TIK dengan sendirinya juga berpengaruh atas tugas seorang Teknisi Perpustakaan, khususnya meniadakan tuga-tugas yang biasanya dikerjakan teknisi perpustakaan pada system manual  karena dapat diganti oleh kerja computer. Jenis pekerjaan ini adalah yang biasanya rutin dan berulang-ulang. Namun system otomasi ini harus juga dijalankan dan dipelihara oleh Tekhnisi Perpustakaan. Oleh sebab itu,  Teknisi Perpustakaan juga harus memiliki kompetensi dalam menggunakan computer. Untuk perpustakaan yang masih belum terotomasi penuh Tekhnisi Perpustakaan masih melakukan tugas rutin yang bersifat administratif, meski mungkin menggunakan komputer juga seperti dalam proses kata, akuntansi, dll. Dengan tersedianya basis data untuk katalogisasi, maka proses copy cataloging akan lebih banyak dikerjakan oleh teknisi perpustakaan. Untuk melakukan hal ini Tekhnisi Perpustakaan harus terbiasa dengan format catalog bermesin(machine readable catalog) maupun konsep dasar katalogisasi. Karena kemampuan dan pengalaman yang cukup panjang Teknisi Perpustakaan dapat diberi tugas dalam membantu mengelola system otomasi maupun peralatan dengan teknologi terbaru khususnya hal-hal teknis penggunaan peralatan tersebut.

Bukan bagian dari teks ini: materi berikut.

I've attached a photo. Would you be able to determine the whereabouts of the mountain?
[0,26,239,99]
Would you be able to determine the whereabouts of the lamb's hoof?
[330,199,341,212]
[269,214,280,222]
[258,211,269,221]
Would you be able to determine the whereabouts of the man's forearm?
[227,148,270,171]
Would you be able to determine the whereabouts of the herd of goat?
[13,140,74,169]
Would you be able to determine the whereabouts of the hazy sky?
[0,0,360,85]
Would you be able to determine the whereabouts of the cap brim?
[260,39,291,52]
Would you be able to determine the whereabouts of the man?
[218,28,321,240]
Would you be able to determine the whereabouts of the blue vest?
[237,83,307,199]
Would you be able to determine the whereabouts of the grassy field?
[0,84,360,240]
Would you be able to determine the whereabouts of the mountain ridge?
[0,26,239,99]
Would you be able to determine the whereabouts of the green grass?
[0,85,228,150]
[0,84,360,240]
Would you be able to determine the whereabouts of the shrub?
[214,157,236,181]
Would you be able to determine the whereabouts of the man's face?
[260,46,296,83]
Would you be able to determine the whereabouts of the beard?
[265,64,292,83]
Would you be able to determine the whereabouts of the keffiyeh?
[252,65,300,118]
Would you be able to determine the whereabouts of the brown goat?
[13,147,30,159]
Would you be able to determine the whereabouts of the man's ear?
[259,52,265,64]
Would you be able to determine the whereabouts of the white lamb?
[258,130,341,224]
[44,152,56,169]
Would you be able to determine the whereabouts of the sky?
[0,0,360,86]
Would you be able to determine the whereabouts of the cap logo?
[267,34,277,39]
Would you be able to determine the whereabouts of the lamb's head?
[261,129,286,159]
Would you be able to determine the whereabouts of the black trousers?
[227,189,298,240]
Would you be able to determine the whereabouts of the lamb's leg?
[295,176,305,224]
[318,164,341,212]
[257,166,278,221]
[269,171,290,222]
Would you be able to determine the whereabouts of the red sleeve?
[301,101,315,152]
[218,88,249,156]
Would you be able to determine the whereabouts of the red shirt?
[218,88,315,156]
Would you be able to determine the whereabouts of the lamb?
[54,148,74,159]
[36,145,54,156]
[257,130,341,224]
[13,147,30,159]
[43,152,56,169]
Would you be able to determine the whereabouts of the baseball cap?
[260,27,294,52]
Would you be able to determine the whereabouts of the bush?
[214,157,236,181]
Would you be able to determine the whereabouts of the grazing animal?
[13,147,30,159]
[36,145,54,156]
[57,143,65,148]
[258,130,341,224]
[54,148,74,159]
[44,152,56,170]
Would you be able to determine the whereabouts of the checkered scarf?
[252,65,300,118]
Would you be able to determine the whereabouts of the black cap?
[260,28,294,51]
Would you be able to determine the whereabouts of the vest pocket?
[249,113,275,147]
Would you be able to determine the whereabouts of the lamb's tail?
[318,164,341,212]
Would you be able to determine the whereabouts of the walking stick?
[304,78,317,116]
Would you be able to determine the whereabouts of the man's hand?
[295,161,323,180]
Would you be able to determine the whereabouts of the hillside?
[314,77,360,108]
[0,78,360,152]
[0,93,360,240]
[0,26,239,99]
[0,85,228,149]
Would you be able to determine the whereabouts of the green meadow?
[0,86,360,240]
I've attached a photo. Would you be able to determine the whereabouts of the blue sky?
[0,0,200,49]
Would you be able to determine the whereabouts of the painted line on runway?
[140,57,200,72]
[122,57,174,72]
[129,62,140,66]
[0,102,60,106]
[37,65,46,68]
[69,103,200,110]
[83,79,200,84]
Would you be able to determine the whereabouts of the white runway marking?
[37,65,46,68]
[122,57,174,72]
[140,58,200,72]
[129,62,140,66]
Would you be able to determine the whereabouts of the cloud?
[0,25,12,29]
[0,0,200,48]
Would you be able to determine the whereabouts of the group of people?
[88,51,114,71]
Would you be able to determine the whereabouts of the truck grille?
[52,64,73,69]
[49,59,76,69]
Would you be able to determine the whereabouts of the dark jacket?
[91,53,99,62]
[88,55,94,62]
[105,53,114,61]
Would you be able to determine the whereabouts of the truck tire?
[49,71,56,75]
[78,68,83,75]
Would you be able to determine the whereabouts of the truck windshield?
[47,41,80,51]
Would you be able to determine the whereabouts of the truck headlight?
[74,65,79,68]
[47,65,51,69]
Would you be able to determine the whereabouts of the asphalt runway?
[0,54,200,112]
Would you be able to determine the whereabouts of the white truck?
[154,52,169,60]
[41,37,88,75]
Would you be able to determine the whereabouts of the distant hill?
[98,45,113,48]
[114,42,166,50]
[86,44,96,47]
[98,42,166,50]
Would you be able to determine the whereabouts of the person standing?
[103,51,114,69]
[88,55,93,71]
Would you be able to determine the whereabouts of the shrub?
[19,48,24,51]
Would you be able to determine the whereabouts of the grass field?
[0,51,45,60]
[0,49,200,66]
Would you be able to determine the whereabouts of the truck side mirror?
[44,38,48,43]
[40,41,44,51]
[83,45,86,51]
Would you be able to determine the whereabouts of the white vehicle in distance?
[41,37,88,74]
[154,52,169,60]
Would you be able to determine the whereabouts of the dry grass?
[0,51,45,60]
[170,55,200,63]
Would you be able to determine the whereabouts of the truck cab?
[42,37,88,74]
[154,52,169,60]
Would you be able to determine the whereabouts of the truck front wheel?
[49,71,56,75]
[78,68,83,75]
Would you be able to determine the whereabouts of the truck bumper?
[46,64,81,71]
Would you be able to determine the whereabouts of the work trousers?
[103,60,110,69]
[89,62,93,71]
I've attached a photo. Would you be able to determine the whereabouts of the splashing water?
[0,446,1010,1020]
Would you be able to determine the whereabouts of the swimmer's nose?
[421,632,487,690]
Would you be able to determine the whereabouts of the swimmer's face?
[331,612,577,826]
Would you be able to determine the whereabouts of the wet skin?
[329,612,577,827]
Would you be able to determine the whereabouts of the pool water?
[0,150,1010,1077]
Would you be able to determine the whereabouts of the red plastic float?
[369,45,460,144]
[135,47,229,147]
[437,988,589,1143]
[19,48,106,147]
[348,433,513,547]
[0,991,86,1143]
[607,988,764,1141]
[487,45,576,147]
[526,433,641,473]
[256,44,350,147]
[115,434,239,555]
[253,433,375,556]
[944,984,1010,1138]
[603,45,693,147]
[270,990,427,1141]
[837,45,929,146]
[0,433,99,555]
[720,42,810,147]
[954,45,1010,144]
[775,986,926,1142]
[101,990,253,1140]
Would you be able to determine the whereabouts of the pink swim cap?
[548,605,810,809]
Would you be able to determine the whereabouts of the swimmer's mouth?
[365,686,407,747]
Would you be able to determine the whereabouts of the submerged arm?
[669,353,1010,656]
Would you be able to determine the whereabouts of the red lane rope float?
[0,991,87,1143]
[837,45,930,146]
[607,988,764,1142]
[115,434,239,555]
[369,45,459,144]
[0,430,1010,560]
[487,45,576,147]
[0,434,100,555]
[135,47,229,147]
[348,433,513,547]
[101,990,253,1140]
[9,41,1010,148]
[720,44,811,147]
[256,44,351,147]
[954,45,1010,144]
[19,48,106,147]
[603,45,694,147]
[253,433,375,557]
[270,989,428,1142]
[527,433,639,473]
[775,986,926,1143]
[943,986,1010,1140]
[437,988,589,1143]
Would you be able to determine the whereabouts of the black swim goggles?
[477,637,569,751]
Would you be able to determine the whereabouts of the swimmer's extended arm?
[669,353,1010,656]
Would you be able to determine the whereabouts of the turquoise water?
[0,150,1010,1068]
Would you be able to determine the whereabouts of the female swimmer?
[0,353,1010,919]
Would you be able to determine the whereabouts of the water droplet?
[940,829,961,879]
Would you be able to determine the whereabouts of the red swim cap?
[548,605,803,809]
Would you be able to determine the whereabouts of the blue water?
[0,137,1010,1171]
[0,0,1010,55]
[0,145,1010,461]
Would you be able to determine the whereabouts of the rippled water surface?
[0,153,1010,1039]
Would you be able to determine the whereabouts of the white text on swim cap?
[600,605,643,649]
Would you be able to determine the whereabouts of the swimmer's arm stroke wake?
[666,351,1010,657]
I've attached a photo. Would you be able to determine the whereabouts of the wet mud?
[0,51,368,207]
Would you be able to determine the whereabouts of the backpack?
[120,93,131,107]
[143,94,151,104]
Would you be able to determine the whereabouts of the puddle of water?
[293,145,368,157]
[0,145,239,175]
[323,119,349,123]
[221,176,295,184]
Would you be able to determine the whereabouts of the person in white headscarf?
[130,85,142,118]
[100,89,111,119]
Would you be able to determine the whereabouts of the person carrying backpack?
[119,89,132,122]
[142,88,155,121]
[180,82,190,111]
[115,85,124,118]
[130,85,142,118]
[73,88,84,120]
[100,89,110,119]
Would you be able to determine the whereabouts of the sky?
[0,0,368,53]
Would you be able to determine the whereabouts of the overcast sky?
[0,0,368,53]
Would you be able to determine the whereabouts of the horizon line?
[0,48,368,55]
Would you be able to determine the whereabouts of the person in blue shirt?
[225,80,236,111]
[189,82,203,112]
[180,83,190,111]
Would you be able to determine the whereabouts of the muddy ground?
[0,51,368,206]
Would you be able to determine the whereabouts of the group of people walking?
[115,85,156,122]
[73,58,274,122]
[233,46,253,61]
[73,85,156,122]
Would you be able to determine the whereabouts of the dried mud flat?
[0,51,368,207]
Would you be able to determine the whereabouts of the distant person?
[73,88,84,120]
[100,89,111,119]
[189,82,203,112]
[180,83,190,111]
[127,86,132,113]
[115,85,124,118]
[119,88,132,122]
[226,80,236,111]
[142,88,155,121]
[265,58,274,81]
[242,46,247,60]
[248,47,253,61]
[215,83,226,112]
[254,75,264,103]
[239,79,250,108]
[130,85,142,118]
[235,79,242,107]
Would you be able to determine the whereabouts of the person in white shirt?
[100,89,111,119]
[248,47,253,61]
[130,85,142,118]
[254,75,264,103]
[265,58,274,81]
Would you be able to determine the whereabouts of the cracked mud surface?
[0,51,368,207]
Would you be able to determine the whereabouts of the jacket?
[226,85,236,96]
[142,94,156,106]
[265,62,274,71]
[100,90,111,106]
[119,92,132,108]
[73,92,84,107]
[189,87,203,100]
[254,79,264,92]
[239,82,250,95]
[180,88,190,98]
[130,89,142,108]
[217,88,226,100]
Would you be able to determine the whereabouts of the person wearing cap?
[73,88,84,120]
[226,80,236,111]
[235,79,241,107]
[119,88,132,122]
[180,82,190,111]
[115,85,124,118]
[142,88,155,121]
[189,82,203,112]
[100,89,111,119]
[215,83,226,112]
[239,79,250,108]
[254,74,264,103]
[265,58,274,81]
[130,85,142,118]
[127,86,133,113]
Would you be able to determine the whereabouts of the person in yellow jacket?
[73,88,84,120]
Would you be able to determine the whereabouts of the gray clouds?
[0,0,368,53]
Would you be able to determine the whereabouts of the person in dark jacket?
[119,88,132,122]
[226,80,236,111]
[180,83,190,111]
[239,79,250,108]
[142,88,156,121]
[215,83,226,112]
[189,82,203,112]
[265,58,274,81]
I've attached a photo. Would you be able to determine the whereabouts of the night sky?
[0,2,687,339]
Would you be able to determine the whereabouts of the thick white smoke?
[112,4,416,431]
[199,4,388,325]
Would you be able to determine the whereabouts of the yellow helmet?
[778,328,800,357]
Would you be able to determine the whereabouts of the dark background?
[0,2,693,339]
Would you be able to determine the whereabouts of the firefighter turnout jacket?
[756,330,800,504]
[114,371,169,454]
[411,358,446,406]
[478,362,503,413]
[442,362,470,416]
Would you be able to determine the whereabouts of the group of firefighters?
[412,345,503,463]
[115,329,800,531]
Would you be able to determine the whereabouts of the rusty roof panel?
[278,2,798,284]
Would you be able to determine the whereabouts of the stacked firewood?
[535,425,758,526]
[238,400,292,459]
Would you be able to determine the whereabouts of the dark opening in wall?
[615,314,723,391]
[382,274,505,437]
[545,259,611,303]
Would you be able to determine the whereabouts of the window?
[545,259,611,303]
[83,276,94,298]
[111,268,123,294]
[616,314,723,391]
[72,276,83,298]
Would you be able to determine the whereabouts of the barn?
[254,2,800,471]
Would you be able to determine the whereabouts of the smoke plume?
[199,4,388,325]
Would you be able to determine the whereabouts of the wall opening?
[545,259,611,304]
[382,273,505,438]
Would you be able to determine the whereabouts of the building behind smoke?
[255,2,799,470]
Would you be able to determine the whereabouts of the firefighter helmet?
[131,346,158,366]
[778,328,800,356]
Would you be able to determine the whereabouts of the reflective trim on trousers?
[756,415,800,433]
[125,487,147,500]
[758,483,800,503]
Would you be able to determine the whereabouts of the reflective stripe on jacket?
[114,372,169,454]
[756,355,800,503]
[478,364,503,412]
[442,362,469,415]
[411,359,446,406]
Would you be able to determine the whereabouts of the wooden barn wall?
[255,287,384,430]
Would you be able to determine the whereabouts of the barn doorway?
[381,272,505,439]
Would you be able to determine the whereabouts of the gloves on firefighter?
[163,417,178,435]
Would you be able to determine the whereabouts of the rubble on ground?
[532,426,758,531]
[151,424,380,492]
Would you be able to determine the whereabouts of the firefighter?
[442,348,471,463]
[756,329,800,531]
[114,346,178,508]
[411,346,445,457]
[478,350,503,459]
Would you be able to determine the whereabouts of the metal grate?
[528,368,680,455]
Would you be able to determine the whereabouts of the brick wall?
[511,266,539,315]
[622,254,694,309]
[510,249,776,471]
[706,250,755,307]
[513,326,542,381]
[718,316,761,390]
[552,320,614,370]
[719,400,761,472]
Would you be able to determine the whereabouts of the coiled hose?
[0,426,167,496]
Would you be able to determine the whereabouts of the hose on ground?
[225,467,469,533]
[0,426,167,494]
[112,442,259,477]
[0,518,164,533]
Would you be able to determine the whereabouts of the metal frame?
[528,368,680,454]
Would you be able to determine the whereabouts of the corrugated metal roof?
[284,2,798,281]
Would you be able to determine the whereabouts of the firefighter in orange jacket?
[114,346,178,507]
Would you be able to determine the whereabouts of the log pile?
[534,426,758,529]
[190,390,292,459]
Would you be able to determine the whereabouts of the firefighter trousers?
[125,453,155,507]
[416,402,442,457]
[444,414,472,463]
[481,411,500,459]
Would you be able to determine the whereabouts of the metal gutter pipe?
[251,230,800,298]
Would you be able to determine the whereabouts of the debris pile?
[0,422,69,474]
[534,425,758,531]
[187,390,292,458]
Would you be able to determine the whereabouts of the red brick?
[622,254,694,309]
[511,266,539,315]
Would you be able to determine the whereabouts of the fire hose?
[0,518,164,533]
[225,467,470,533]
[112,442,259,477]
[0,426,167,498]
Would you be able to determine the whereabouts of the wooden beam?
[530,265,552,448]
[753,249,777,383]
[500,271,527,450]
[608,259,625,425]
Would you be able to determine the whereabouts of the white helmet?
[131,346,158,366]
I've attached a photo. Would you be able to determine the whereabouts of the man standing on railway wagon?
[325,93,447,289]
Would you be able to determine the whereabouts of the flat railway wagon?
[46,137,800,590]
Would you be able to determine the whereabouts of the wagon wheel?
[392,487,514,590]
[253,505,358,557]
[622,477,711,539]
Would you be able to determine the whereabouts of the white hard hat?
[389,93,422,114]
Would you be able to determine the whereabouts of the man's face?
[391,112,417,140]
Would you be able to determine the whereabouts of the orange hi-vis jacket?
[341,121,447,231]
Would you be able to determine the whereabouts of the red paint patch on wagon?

      E.     Himpunan Jabatan Fungsional Pustakawan
Jabatan Fungsional Pustakawan (JFP) merupakan salah satu jabatan karir dalam sistem Pegawai Negeri Sipil (PNS) meski JFP lahir pada tahun 1988 namun hingga sekarang jabatan ini belum populer di kalangan PNS. Belum banyak PNS meniti jabatan karir ersebut, terlepas dari masih rendahnya apresiasi yang diterima oleh Pejabat Fungsional Pustakawan. Di sisi lain belum ada perstasi yang membanggakan dari Pejabat Fungsional tersebut. Mungkin dikarenakan belum seimbangnya apresiasi yang diberikan kepada PFP.
UU No. 42 Tahun 2007 tentang perpustakaan menjadi landasan bagi tumbuh kembangnya perpustakaan dan kepustakawanan di Indonesia. Menjadi keharusan bagi pustakawan Indonesia termasuk PFP untuk memahami dan melaksanakan UU tersebut. Sebagai langkah awal adalah upaya untuk mewujudkan adanya satu tafsir bersama di kalangan PFP atas tafsir tersebut.


BAB III
PENUTUP
 
      A.    Kesimpulan
Jabatan Fungsional Pustakawan (JFP) merupakan salah satu jabatan karis dalam PNS. Meski telah lahir dari tahun 1988, namun sampai sekarang jabatan ini belum popular di kalangan PNS. Belum adanya prestasi puncak yang membanggakan dari kalangan Pejabat Fungsional Perpustakaan sehingga rendahnya apresiasi yang diterimanya. Sebenarnya telah ada UU no.43 tahun 2007 tentang Perpustakaan yang dapat menjadi landasan tumbuh – kembangnya pustakawan dan kepustakawanan Indonesia. Sebagai langkah awal adalah upaya mewujudkan dan melaksankan undang-undang tersebut.



DAFTAR PUSTAKA

Sudarsono, Blasius. 2009. Pustakawan Cinta dan Teknologi. Jakarta: Ikatan Sarjan Ilmu  Perpustakaan dan Informasi Indonesia.